Great moogie, I am interested to see where you get this.Its better doing something slow and getting it done than producing broken code in a few hours.
True, however with doing it slow and steady means that I do not have yet have a result to show for my effort... and that makes it hard to keep motivated

The RTRT implemented in java will not be able to ray trace all pixels + secondary rays and achieve decent frame rate on average hardware. This is due to the fact that we cannot use SIMD instructions and can not optimise for a particular platform (not should we want to, we want as many people as possible to play

)
However all is not lost as i have a couple of "cheats" to get better frame rate with little sacrifice to the image.
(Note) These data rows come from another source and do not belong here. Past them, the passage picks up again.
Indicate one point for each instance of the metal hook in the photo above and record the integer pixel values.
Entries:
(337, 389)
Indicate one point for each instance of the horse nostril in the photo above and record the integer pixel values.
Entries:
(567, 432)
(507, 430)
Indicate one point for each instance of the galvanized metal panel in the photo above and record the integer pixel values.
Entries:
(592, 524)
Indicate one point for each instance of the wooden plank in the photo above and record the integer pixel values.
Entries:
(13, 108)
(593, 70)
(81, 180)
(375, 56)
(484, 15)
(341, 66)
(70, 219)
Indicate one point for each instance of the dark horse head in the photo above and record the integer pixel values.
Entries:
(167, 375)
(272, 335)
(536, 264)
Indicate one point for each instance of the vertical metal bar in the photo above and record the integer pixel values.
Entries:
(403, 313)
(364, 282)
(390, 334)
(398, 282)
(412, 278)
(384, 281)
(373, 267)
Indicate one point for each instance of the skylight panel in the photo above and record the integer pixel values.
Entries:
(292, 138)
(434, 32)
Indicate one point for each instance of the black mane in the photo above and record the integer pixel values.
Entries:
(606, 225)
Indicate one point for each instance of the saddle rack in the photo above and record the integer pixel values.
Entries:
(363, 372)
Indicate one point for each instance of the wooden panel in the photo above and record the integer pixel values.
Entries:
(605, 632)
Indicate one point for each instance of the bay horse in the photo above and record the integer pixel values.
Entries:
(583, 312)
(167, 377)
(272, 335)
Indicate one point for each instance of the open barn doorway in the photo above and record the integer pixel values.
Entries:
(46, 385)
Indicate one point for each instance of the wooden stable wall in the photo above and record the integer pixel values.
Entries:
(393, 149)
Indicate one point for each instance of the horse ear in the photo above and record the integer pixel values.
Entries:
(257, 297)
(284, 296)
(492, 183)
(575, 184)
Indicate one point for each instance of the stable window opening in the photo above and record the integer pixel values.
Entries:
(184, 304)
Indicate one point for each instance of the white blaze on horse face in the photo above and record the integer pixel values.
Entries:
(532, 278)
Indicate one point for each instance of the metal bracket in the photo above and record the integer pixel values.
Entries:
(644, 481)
1. As a first pass, only render the corner pixels of 4x4 blocks. If the ray of each corner hits the same primitive then we assume that the rest of the pixels of the block hit the same object. using this assumption we can interpolate the point of intersections saving much computation! If the corner pixels do not hit the same object then ray trace the remaining pixels of the block as per normal. This will effectively reduce the number of pixels to ray trace by 16 times. Other attributes, such as texture co ordinates, whether in shadow, surface normal, etc can also be interpolated.
2. using a Bounding Volume Heirachy will accelerate ray object intersections by only testing against a subset of the objects. This will also give us the ability to start "looking" for the intersecting object given the current pixel's ray's last intersected object which will again reduce the number of objects to test against.
3. (to be tested) in the case that the 4 corner pixels of a 4x4 do not match then for the remaining pixels only test for intersection with the objects that the corner pixels intersect with.
With all these optimisers I am hopeful decent frame rates can be achieved.